OBAMA: Twenty-one months later, my faith in the American people has been vindicated. That's how we have come so far and so close, because of you. That's how we will change this country, with your help.


OBAMA: And that's why we can't afford, right now, to slow down, or sit back, or let up for one day, one minute, one second of the next five day, not now, not when there's so much at stake.


OBAMA: We have got to go win an election right here in Missouri.


OBAMA: Now, we're -- we're in the -- we're in the middle of the worst economic crisis since the Great Depression -- 760,000 workers have lost their jobs so far this year. And that means a lot of young people are concerned about their job prospects when they graduate.


OBAMA: Businesses and families can't get credit. Home values are plummeting. Pensions are disappearing. It's gotten harder to get -- to make a mortgage, or fill up your gas tank, or even keep the electricity on at the end of the month.

Just today, we learned that the GDP, the gross domestic product, a key indicator economists use to measure the health of our economy, has actually fallen for the first time this year. And that means we're producing less and we're selling less. So, our economy is actually shrinking.

Now, this didn't happen by accident. Our falling GDP is a direct result of eight years of failed economic policies, eight years of trickle-down, Wall Street-first, Main Street-last policies that have driven our economy into a ditch.

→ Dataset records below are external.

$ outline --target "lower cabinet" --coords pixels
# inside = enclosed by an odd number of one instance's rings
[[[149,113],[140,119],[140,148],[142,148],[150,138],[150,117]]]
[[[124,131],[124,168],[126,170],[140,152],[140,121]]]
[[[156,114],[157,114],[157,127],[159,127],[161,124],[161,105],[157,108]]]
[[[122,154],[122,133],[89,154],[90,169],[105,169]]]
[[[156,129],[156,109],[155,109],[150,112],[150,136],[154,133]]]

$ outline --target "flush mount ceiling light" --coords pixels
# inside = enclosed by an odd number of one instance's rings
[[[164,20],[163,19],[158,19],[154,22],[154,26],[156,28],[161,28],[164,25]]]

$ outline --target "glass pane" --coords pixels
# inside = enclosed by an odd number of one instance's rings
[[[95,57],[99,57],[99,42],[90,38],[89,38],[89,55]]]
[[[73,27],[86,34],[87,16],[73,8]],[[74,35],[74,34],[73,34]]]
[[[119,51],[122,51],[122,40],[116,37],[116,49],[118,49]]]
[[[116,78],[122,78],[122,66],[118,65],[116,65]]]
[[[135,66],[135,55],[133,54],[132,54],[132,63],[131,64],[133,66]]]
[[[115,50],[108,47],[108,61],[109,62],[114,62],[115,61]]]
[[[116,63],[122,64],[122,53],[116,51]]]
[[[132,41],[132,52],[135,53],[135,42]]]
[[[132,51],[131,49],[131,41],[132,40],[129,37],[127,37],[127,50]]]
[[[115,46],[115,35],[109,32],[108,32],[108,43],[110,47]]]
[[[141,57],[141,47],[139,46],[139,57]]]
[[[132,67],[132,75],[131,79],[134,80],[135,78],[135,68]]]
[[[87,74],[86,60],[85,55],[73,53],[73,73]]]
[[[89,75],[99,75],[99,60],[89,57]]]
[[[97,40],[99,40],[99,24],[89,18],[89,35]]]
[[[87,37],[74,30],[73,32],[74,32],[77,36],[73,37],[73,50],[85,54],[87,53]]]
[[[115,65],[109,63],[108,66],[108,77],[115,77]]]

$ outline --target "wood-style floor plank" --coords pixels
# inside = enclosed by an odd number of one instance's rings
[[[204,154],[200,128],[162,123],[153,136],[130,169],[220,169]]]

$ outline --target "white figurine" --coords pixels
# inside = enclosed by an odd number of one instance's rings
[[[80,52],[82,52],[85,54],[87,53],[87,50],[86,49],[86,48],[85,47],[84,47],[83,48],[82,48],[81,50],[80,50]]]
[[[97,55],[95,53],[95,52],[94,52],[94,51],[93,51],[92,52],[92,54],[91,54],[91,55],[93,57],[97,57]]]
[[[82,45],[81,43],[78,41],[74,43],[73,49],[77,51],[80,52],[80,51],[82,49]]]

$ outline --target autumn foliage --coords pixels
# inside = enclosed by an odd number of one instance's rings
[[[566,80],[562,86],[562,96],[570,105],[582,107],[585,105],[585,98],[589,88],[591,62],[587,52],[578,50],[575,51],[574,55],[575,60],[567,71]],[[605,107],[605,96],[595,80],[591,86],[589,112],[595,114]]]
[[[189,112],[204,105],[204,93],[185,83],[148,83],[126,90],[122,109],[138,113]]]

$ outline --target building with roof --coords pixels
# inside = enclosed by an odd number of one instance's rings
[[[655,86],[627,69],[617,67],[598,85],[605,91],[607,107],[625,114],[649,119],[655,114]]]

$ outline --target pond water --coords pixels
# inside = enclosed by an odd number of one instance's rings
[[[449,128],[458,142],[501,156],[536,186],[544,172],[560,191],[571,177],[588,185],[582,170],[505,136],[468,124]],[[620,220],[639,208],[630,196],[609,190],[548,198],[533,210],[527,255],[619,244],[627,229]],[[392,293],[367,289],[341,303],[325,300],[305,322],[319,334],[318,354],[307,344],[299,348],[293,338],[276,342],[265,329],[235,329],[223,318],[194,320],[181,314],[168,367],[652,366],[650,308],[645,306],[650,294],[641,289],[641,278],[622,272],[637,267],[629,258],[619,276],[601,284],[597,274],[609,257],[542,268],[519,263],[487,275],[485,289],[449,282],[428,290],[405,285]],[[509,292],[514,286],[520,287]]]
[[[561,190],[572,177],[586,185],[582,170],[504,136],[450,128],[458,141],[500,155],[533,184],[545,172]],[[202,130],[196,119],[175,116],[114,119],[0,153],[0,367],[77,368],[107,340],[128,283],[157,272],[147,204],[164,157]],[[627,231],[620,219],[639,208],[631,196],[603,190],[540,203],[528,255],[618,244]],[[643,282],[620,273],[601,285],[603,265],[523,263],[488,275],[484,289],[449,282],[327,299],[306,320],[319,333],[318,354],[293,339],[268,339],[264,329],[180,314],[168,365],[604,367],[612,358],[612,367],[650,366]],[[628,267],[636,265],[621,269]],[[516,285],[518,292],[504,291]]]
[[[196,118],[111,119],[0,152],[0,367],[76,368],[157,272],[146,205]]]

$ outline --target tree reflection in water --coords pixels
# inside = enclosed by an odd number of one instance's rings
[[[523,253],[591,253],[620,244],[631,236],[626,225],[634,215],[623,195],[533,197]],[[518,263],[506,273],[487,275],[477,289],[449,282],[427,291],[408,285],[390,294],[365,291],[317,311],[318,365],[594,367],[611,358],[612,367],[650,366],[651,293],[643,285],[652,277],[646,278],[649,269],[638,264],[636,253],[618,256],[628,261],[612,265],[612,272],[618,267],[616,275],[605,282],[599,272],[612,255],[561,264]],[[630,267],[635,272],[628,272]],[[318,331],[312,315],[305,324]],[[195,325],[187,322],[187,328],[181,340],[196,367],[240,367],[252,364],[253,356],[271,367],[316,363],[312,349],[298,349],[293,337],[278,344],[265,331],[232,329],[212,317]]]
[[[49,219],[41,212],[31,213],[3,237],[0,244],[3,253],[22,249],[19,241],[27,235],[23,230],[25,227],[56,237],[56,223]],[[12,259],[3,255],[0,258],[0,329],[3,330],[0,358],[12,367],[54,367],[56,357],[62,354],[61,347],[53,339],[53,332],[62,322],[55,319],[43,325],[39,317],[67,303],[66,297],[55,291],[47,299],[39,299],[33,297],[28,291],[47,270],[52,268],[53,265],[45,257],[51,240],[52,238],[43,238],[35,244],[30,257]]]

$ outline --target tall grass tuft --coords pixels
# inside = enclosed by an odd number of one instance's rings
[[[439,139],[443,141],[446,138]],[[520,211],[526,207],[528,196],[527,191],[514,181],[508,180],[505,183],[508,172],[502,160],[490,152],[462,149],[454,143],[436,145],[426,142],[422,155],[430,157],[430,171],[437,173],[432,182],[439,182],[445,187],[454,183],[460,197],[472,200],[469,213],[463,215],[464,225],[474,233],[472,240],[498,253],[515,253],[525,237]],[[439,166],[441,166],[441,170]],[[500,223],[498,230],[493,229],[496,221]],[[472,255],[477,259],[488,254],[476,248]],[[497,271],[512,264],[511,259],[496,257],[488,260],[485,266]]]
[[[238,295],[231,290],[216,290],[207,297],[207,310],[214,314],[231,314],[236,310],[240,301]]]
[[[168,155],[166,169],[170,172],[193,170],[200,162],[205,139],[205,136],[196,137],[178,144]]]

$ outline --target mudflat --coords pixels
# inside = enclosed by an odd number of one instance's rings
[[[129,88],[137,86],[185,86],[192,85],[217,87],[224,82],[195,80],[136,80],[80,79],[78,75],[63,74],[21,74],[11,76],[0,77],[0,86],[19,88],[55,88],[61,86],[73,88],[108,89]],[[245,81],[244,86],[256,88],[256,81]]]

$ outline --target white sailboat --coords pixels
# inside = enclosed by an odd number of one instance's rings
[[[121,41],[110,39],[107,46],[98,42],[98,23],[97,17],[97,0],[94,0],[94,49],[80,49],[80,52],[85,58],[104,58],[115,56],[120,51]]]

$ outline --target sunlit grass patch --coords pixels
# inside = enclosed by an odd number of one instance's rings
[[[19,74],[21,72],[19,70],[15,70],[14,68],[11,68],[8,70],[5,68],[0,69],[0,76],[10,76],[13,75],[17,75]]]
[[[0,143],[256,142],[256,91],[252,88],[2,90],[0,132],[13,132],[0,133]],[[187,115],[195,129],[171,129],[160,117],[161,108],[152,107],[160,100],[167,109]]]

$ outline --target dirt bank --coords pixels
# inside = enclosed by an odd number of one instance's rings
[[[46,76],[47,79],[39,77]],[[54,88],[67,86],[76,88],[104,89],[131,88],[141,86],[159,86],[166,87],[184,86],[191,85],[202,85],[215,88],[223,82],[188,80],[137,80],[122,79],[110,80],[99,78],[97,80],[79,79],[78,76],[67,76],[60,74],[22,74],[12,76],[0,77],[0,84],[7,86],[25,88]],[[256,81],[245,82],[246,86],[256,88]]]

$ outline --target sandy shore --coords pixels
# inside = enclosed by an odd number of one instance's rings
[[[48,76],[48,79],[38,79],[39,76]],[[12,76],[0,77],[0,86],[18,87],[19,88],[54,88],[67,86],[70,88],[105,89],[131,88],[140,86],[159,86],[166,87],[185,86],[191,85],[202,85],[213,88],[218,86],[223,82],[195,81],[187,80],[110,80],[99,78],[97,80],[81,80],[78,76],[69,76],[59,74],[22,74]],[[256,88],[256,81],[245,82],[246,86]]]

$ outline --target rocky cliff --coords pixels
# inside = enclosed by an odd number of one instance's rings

And the central question in this election is, what will our next president do to take us in a different direction?

Now, if you want to know where Senator McCain will drive this economy...


OBAMA: You don't need to boo. You just need to vote.


OBAMA: If...


OBAMA: If you want to know where Senator McCain wants to drive the economy, just look in the rear-view mirror...


OBAMA: ... because, when it comes to our economic policies, John McCain, he's ridden shotgun next to George Bush every step of the way, 90 percent...


OBAMA: ... voting for the Bush tax cuts for the wealthy that he said he opposed, voting for the Bush budgets that sent us into debt, calling for less regulation 21 times just this year.

And, so, 21 months and three debates later, John McCain still cannot describe, can't tell the American people a single major thing he would do differently from George Bush when it comes to the economy.

I mean, think about it. You guys have been seeing these ads, right?


OBAMA: Do you have any idea what John McCain stands for?




OBAMA: Because he spends all his time talking about me. You've got to ask yourself -- you've got to ask yourself, after nine straight months of job losses, the largest drop in home values on record, wages lower than they've been in a decade, why would we think about continuing to drive down this dead-end street with John McCain?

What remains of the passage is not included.